Alfredo Boulton (1908–1995) was a Venezuelan artist, critic, and art historian. As an art historian and critic, he is known for publishing a comprehensive history of Venezuelan art. Boulton was also an active photographer; his work is held in the permanent collection of the Museum of Modern Art in New York City.

==Life and work==
Boulton was born in 1908 in Caracas to a wealthy merchant family. Boulton's first photographs, made in the early 1930s, were influenced by European and American photography, particularly the work of Man Ray and the Surrealist movement.
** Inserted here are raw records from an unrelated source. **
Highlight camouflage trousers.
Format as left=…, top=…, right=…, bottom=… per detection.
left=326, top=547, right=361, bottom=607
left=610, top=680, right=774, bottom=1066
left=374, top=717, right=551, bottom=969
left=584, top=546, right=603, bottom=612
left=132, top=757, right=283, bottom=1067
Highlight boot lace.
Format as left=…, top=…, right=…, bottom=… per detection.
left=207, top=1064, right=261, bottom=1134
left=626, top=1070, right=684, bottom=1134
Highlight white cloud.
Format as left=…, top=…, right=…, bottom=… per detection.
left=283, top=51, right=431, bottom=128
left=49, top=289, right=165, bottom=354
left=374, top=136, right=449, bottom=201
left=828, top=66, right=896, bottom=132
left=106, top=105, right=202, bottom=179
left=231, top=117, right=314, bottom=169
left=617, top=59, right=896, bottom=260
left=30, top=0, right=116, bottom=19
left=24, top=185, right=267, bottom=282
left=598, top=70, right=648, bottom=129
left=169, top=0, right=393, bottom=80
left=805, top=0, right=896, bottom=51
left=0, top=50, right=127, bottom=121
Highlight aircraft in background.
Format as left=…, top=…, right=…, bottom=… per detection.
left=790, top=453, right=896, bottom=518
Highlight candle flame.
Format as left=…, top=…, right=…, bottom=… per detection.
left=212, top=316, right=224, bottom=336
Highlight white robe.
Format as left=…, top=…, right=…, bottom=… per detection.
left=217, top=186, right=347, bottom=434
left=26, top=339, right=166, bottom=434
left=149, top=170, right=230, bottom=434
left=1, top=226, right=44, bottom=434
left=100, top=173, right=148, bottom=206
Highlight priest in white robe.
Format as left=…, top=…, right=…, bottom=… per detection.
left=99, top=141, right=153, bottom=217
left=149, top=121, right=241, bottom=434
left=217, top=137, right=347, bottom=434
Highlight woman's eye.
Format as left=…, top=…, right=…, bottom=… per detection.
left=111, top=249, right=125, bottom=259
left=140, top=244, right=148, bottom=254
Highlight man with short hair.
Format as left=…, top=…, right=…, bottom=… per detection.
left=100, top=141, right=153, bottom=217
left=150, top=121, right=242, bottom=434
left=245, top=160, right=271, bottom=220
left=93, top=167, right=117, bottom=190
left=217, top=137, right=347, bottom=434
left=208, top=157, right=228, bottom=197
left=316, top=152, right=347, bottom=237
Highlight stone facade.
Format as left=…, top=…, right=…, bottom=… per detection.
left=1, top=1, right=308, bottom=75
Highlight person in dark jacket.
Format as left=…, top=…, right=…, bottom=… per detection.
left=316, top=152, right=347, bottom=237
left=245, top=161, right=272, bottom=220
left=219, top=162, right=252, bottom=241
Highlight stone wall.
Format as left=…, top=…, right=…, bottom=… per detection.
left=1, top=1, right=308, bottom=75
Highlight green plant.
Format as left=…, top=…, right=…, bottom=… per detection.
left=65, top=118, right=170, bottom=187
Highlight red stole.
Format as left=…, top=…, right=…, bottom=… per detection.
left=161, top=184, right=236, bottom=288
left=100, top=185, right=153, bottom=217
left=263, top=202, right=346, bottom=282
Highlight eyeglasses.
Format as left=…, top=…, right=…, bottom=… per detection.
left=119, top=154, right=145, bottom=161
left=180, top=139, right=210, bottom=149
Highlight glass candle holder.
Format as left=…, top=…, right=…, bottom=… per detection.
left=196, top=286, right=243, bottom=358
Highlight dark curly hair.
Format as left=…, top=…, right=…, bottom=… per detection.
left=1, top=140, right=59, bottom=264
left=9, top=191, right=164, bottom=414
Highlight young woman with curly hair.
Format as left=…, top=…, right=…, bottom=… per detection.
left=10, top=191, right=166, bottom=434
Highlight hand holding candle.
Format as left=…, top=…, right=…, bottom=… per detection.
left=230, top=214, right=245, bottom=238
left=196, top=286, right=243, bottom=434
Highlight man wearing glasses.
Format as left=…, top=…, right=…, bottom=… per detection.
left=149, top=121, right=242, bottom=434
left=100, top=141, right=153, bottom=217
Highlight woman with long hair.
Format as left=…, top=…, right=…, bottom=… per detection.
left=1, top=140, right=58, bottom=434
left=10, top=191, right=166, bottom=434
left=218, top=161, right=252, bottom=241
After returning to Venezuela, Boulton's work turned toward depicting and engaging with his home country. He was one of the first photographers to document the Venezuelan landscape and people, inventing the term belleza criolla to describe “the exuberant beauty of our race” (the Venezuelan mixture of indigenous, white, and black backgrounds). He also promoted, documented, and studied indigenous artwork from Venezuela. The following quote from Boulton illustrates the connection that this documentation of ceramics has with his overall approach to Venezuelan art history:
It is true that indigenous Venezuelan culture has been relatively little studied: but even so, such testimony as I have described is appropriate for my purpose, which is – as I must state at the outset – of a purely aesthetic and not an anthropological kind. My desire is to grasp with both hands an instant of that life, and in that instant to open my eyes to see – to see ourselves – before we begin to look at others. The space of time involved is so short, and at the same time so long, that if we do not do our looking in that fleeting instant of life we cannot see life.
As an art historian and critic, he published a comprehensive history of Venezuelan art and a monographs on the iconographic portraiture of Simón Bolívar, Antonio José de Sucre, and José Antonio Páez.

He often photographed and supported other Venezuelan artists and intellectuals, including Francisco Narváez, Rafael Monasterios, Alejandro Otero, Jesús Rafael Soto, and Carlos Cruz Diez. He was also a friend to international artists, notably, Alexander Calder designed a piece of kinetic art for his living room.

A monograph has been published on Boulton's work, entitled Alfredo Boulton: Looking at Venezuela 1929–1978.

==Collections==
The Getty Center houses a collection of his artwork and writings (many previously from the Alberto Vollmer Foundation), a selection of which were on display in the exhibit Alfredo Boulton: Looking at Venezuela, 1928–1978. Over 25 of Boulton's photographs are held in the permanent collection of the Museum of Modern Art.